For those of you interested in understanding how processors architecture matters especially in AI, here is the link to the Intel Architecture Day 2021 … including subjects like caching, registers, INT, FLOAT, AMX, Matrix Multiplication, multi-threading and most of all the convergence to hybrid architecture … Tons of useful under the hood information to understand on how maximum performance can be achieved and the coming boost on processors, may it be in mobility, desktop or servers.
For small arithmetic tests, do not forget -O
or set the Prolog flag optimise
to true
before compiling. Changes the runtime for this test from 0.200 to 0.138 for me
SWI-Prolog’s GC is pretty aggressive, generally preferring GC over stack expansion. This is due to its focus on multi threading that make it attractive to keep the memory usage of threads low.

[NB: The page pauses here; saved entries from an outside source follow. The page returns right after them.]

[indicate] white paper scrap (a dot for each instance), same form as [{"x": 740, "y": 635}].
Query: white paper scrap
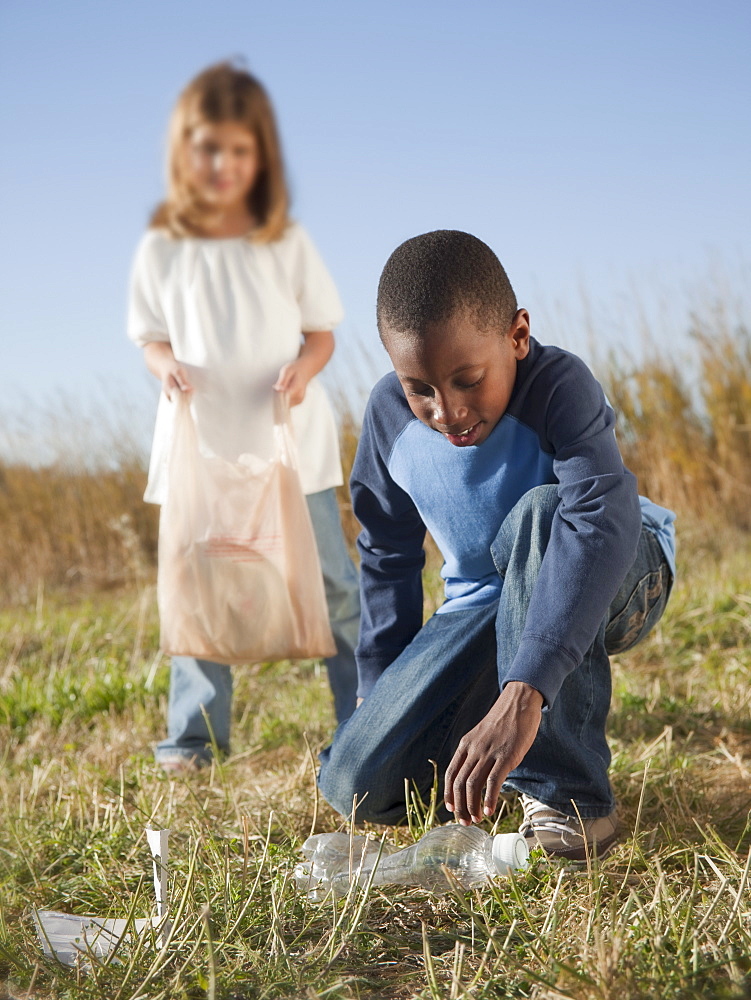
[
  {"x": 69, "y": 938},
  {"x": 159, "y": 844}
]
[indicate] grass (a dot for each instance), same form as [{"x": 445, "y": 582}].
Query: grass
[{"x": 83, "y": 697}]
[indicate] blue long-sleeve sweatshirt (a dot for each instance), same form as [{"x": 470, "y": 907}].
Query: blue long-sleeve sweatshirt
[{"x": 558, "y": 428}]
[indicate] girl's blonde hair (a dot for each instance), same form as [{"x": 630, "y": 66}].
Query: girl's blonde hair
[{"x": 224, "y": 93}]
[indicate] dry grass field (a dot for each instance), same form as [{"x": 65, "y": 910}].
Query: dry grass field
[{"x": 82, "y": 698}]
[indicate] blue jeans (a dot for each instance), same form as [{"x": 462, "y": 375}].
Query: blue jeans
[
  {"x": 202, "y": 685},
  {"x": 445, "y": 681}
]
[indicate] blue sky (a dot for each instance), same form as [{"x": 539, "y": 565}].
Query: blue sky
[{"x": 596, "y": 146}]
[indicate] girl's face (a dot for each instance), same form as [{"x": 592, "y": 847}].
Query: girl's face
[{"x": 223, "y": 161}]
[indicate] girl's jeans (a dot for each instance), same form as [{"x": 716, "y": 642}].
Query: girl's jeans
[
  {"x": 445, "y": 681},
  {"x": 201, "y": 685}
]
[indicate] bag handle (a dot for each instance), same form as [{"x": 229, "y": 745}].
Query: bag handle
[{"x": 283, "y": 434}]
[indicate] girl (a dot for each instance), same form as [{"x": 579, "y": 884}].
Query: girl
[{"x": 230, "y": 301}]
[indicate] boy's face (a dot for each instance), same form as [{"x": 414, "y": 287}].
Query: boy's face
[{"x": 457, "y": 378}]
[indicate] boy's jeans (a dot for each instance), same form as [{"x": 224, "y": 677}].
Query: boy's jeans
[
  {"x": 202, "y": 683},
  {"x": 445, "y": 681}
]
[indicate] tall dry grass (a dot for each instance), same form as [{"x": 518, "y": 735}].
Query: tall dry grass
[{"x": 684, "y": 425}]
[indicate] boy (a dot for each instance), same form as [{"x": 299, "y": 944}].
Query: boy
[{"x": 505, "y": 451}]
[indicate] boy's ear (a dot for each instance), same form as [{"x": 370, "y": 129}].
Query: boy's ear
[{"x": 519, "y": 333}]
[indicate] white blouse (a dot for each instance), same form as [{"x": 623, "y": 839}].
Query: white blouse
[{"x": 234, "y": 312}]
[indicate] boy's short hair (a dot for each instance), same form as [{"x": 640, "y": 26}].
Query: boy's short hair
[{"x": 431, "y": 277}]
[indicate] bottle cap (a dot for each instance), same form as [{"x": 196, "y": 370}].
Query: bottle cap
[{"x": 510, "y": 850}]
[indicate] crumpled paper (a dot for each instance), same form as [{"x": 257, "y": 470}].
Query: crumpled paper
[{"x": 72, "y": 939}]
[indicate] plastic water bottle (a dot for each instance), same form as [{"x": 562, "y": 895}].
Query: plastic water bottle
[{"x": 336, "y": 860}]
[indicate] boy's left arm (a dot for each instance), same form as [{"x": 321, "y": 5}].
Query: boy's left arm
[{"x": 593, "y": 542}]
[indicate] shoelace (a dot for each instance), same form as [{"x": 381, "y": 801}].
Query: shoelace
[{"x": 538, "y": 816}]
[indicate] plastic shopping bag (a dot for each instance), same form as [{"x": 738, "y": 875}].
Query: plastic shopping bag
[{"x": 239, "y": 578}]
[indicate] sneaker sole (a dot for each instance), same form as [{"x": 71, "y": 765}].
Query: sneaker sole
[{"x": 599, "y": 850}]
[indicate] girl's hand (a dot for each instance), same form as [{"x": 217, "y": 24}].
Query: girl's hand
[
  {"x": 161, "y": 362},
  {"x": 293, "y": 379},
  {"x": 317, "y": 348},
  {"x": 174, "y": 380}
]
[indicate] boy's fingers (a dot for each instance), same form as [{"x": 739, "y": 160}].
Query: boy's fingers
[
  {"x": 452, "y": 770},
  {"x": 493, "y": 788}
]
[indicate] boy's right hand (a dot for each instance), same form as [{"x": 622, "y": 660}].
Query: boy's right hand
[{"x": 487, "y": 753}]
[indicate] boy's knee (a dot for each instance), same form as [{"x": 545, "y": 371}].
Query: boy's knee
[
  {"x": 348, "y": 782},
  {"x": 538, "y": 504},
  {"x": 531, "y": 517}
]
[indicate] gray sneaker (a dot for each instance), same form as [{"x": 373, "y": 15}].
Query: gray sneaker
[{"x": 561, "y": 836}]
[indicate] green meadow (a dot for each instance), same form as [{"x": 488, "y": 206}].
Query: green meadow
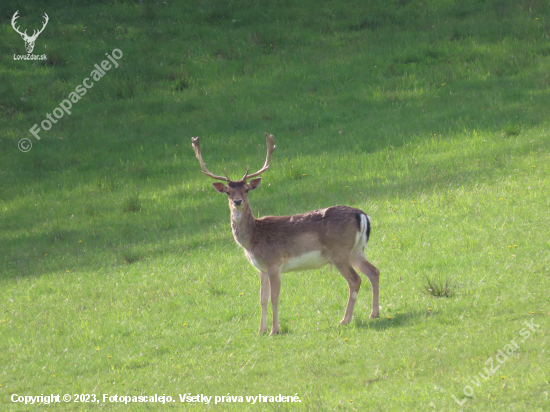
[{"x": 119, "y": 274}]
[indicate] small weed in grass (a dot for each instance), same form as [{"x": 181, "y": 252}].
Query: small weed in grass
[{"x": 438, "y": 287}]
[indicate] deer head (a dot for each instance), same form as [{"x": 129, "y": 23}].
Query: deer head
[
  {"x": 236, "y": 190},
  {"x": 29, "y": 40}
]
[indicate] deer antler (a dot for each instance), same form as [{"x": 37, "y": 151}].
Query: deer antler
[
  {"x": 15, "y": 17},
  {"x": 35, "y": 35},
  {"x": 270, "y": 140},
  {"x": 197, "y": 148}
]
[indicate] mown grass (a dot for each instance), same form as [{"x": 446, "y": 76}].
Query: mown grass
[{"x": 118, "y": 269}]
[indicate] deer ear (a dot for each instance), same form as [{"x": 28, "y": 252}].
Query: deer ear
[
  {"x": 254, "y": 183},
  {"x": 220, "y": 187}
]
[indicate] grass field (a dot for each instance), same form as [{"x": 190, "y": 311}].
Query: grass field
[{"x": 118, "y": 270}]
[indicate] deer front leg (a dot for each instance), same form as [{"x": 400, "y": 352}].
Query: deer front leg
[
  {"x": 264, "y": 300},
  {"x": 354, "y": 283},
  {"x": 373, "y": 274},
  {"x": 275, "y": 285}
]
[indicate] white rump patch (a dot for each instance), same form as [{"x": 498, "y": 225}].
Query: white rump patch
[{"x": 307, "y": 261}]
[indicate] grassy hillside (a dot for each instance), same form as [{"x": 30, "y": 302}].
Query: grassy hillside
[{"x": 118, "y": 270}]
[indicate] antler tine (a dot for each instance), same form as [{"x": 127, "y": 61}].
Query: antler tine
[
  {"x": 197, "y": 148},
  {"x": 15, "y": 17},
  {"x": 43, "y": 26},
  {"x": 270, "y": 140}
]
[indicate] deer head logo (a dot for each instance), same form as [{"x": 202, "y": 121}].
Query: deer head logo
[{"x": 29, "y": 40}]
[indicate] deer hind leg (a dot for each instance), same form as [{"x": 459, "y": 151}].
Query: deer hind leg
[
  {"x": 354, "y": 283},
  {"x": 275, "y": 286},
  {"x": 373, "y": 274},
  {"x": 264, "y": 300}
]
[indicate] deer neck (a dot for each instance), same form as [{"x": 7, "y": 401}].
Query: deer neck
[{"x": 242, "y": 224}]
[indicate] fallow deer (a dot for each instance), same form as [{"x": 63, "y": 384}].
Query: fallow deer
[{"x": 279, "y": 244}]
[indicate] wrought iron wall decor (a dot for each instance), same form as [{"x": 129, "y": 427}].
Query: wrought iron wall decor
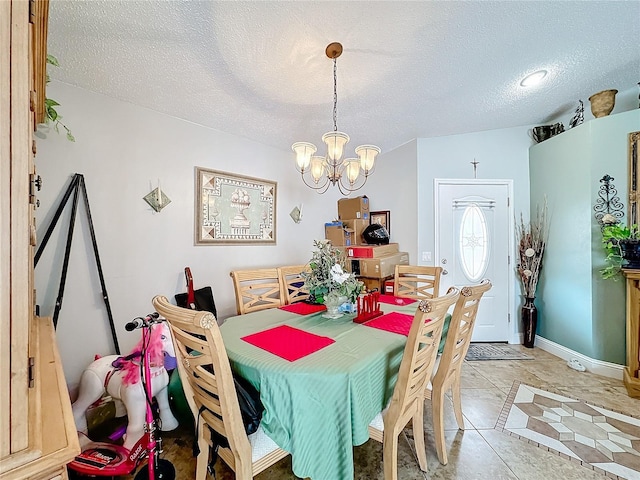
[
  {"x": 608, "y": 207},
  {"x": 634, "y": 177}
]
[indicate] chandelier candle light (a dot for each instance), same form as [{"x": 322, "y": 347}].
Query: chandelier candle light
[{"x": 332, "y": 169}]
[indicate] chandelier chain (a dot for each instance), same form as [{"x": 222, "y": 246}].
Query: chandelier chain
[{"x": 335, "y": 95}]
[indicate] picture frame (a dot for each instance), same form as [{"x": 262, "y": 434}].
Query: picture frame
[
  {"x": 382, "y": 217},
  {"x": 232, "y": 209},
  {"x": 634, "y": 178}
]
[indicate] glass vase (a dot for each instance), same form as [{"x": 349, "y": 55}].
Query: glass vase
[
  {"x": 332, "y": 301},
  {"x": 529, "y": 315}
]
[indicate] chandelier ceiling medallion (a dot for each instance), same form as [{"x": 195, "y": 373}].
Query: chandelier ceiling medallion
[{"x": 347, "y": 174}]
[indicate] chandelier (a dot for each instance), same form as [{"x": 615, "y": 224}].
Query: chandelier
[{"x": 348, "y": 174}]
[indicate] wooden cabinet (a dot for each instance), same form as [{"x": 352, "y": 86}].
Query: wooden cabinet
[
  {"x": 631, "y": 375},
  {"x": 37, "y": 435}
]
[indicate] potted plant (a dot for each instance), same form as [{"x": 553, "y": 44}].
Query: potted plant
[
  {"x": 622, "y": 245},
  {"x": 532, "y": 241},
  {"x": 327, "y": 282}
]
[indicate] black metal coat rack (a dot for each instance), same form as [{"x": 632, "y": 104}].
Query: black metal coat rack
[{"x": 77, "y": 184}]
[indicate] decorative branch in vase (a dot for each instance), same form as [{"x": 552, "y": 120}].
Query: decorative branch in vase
[
  {"x": 327, "y": 281},
  {"x": 532, "y": 241}
]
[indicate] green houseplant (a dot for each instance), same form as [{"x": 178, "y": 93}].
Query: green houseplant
[
  {"x": 327, "y": 278},
  {"x": 622, "y": 246},
  {"x": 52, "y": 117}
]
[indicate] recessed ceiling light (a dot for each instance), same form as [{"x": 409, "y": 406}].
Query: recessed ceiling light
[{"x": 533, "y": 79}]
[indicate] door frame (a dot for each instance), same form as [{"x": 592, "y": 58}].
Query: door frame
[{"x": 514, "y": 334}]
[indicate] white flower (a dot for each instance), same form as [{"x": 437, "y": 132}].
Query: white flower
[{"x": 338, "y": 275}]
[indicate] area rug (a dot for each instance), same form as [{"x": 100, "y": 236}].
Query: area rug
[
  {"x": 602, "y": 440},
  {"x": 494, "y": 351}
]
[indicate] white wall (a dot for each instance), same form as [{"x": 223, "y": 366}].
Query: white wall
[
  {"x": 502, "y": 154},
  {"x": 123, "y": 150},
  {"x": 394, "y": 187}
]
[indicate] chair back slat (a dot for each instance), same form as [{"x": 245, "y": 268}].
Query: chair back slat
[
  {"x": 463, "y": 320},
  {"x": 256, "y": 290},
  {"x": 292, "y": 283},
  {"x": 418, "y": 359},
  {"x": 417, "y": 282},
  {"x": 205, "y": 372}
]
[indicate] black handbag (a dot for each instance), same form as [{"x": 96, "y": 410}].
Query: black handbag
[
  {"x": 251, "y": 407},
  {"x": 201, "y": 299}
]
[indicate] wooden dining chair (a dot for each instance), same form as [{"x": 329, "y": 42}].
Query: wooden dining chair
[
  {"x": 209, "y": 388},
  {"x": 292, "y": 283},
  {"x": 257, "y": 289},
  {"x": 417, "y": 282},
  {"x": 447, "y": 374},
  {"x": 407, "y": 402}
]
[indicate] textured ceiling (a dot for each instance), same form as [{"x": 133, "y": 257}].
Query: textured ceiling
[{"x": 409, "y": 69}]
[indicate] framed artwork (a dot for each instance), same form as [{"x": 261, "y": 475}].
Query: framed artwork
[
  {"x": 234, "y": 209},
  {"x": 634, "y": 178},
  {"x": 382, "y": 217}
]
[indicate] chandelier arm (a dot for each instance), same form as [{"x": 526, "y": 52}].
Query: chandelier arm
[
  {"x": 325, "y": 184},
  {"x": 346, "y": 190}
]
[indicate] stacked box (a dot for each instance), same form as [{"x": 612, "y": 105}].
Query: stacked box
[
  {"x": 337, "y": 234},
  {"x": 372, "y": 251},
  {"x": 358, "y": 226},
  {"x": 382, "y": 267},
  {"x": 353, "y": 208}
]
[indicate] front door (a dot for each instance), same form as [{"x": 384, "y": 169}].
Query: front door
[{"x": 472, "y": 243}]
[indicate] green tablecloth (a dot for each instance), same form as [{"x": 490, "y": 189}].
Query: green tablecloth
[{"x": 319, "y": 407}]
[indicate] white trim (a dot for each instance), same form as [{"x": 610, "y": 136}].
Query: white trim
[
  {"x": 599, "y": 367},
  {"x": 513, "y": 310}
]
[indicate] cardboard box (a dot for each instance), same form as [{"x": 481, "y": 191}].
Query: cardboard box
[
  {"x": 382, "y": 267},
  {"x": 372, "y": 251},
  {"x": 337, "y": 234},
  {"x": 374, "y": 283},
  {"x": 357, "y": 225},
  {"x": 350, "y": 208}
]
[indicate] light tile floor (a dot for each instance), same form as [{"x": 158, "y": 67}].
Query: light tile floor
[{"x": 480, "y": 451}]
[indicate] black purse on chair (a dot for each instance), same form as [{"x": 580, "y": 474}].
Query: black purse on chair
[{"x": 201, "y": 299}]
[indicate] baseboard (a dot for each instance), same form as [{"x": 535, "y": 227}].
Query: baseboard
[{"x": 599, "y": 367}]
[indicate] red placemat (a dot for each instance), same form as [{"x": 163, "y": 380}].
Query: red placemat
[
  {"x": 288, "y": 342},
  {"x": 393, "y": 300},
  {"x": 392, "y": 322},
  {"x": 302, "y": 308}
]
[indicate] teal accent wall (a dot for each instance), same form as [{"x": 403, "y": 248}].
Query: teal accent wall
[{"x": 577, "y": 309}]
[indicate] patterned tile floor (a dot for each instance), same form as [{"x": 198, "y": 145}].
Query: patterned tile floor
[
  {"x": 481, "y": 451},
  {"x": 598, "y": 438}
]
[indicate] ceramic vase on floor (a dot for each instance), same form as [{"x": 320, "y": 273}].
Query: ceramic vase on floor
[
  {"x": 529, "y": 321},
  {"x": 602, "y": 103}
]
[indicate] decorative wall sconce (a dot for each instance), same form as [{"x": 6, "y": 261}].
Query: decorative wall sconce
[
  {"x": 157, "y": 199},
  {"x": 608, "y": 207},
  {"x": 296, "y": 214}
]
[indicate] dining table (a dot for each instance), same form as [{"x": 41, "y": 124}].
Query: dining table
[{"x": 318, "y": 404}]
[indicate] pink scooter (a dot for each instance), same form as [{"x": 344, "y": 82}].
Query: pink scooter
[{"x": 103, "y": 459}]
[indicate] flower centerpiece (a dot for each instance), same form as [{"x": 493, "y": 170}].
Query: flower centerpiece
[
  {"x": 327, "y": 282},
  {"x": 532, "y": 241}
]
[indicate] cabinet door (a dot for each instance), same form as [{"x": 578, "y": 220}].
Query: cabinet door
[{"x": 17, "y": 405}]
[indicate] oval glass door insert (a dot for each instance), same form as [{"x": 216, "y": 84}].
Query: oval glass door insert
[{"x": 474, "y": 243}]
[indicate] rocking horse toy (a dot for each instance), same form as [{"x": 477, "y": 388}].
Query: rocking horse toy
[{"x": 135, "y": 380}]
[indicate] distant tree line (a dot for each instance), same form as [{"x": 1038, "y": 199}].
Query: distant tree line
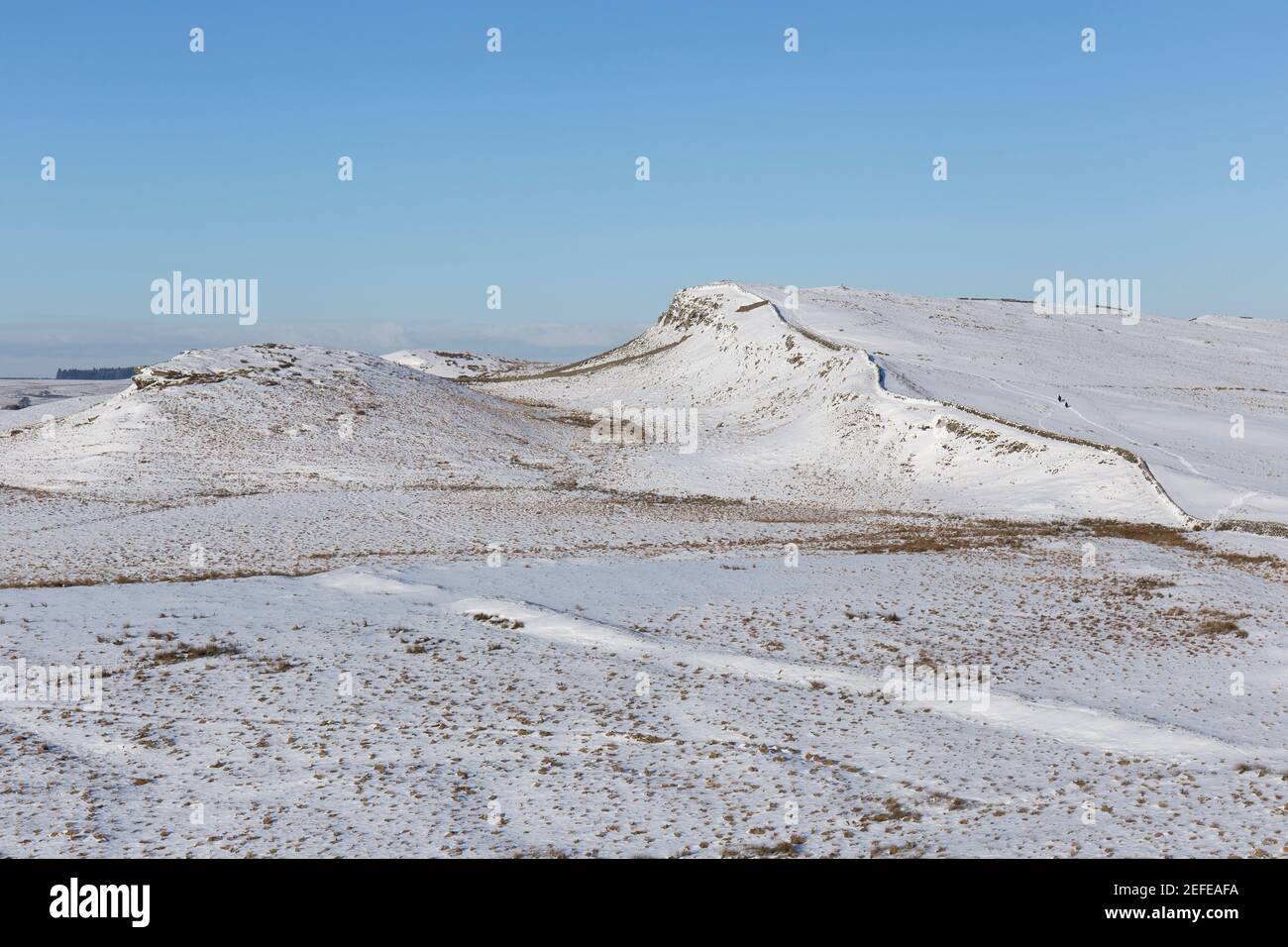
[{"x": 94, "y": 373}]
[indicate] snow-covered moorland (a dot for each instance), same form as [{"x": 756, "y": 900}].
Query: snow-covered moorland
[{"x": 347, "y": 605}]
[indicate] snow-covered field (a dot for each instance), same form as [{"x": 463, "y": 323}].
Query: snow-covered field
[{"x": 348, "y": 605}]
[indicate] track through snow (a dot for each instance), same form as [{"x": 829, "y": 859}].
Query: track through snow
[{"x": 1069, "y": 724}]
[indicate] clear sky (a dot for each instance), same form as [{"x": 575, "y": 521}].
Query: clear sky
[{"x": 518, "y": 169}]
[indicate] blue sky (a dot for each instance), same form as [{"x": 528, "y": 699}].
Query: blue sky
[{"x": 518, "y": 169}]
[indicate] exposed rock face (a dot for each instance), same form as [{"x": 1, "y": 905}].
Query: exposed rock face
[{"x": 688, "y": 311}]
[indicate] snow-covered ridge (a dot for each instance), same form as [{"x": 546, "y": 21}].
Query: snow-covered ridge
[
  {"x": 271, "y": 418},
  {"x": 851, "y": 398},
  {"x": 1203, "y": 402},
  {"x": 786, "y": 412},
  {"x": 460, "y": 365}
]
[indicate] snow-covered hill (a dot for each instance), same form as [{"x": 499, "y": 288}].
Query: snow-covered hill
[
  {"x": 1172, "y": 392},
  {"x": 349, "y": 607},
  {"x": 274, "y": 418},
  {"x": 787, "y": 414},
  {"x": 460, "y": 365}
]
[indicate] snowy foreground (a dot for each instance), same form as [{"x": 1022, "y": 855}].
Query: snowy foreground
[{"x": 349, "y": 605}]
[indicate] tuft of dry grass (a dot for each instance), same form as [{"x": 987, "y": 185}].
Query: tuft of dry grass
[
  {"x": 188, "y": 652},
  {"x": 787, "y": 848},
  {"x": 1142, "y": 532}
]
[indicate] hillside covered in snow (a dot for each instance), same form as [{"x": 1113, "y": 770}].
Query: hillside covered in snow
[{"x": 668, "y": 600}]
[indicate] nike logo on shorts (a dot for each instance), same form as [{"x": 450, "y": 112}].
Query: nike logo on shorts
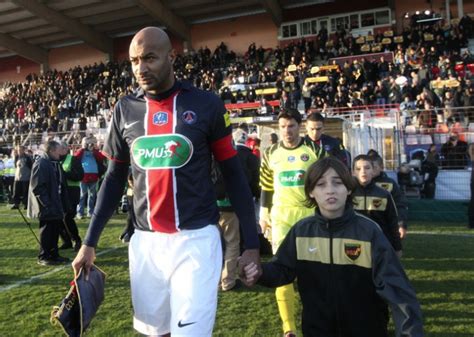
[
  {"x": 129, "y": 125},
  {"x": 182, "y": 325}
]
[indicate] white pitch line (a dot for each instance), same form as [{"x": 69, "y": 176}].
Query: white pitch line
[
  {"x": 464, "y": 235},
  {"x": 55, "y": 270}
]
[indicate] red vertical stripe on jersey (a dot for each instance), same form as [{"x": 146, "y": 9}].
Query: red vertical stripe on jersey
[
  {"x": 161, "y": 193},
  {"x": 223, "y": 148}
]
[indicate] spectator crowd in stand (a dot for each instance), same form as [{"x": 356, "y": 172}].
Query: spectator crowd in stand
[{"x": 62, "y": 101}]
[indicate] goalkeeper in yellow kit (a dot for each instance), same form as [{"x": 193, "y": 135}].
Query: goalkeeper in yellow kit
[{"x": 282, "y": 175}]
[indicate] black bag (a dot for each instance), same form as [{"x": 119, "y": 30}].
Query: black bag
[{"x": 81, "y": 303}]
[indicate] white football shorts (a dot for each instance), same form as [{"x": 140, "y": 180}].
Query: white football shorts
[{"x": 174, "y": 281}]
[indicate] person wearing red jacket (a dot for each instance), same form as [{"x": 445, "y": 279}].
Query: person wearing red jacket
[{"x": 92, "y": 161}]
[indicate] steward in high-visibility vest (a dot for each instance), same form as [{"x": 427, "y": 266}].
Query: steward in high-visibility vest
[
  {"x": 9, "y": 176},
  {"x": 74, "y": 174}
]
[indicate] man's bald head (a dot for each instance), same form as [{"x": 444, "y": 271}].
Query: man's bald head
[
  {"x": 154, "y": 36},
  {"x": 152, "y": 61}
]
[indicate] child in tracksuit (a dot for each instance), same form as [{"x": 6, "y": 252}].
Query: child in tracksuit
[
  {"x": 375, "y": 202},
  {"x": 346, "y": 269}
]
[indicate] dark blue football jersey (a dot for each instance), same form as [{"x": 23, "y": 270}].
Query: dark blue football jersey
[{"x": 169, "y": 143}]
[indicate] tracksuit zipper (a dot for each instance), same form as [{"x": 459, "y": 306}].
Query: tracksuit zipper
[{"x": 334, "y": 283}]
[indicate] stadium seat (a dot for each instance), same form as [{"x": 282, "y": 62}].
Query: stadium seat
[
  {"x": 426, "y": 139},
  {"x": 411, "y": 139},
  {"x": 459, "y": 68},
  {"x": 410, "y": 129},
  {"x": 441, "y": 128}
]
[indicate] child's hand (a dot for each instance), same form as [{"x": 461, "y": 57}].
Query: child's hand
[{"x": 250, "y": 274}]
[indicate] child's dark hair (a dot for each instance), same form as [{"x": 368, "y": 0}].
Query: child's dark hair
[
  {"x": 363, "y": 157},
  {"x": 376, "y": 159},
  {"x": 317, "y": 170}
]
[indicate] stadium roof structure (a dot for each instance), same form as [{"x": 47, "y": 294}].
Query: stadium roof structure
[{"x": 30, "y": 28}]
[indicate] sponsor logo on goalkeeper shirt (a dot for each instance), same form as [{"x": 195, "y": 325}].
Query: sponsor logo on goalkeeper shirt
[
  {"x": 291, "y": 178},
  {"x": 162, "y": 151}
]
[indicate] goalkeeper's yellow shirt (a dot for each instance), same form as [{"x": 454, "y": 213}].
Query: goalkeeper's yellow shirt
[{"x": 283, "y": 171}]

Minor GC pays off for programs that carry huge terms around which are not modified (a lot). If the code produces a lot of garbage a major GC will process the entire stacks, including the huge term. GC time is (roughly) linear in the size of the reachable memory (with a much smaller linear component for the non-reachable memory). Using minor GC memory can be kept close to the memory required by the huge terms without slowing down too much. Using only major GC we can only keep acceptable performance if we allow memory to grow to a couple of times the amount required for the huge terms. And yes, Mat’s excellent paper on SICStus GC describes both major and minor GC (called generational GC in the paper if I recall correctly). SWI-Prolog’s GC follows the paper quite closely, but only implements major GC.
Stack GC is local to a thread, so no reason to stop the world. In fact, the shared object garbage collectors for atoms and clauses do not stop the world either
statistics/0 reports the shifts and time for them separately.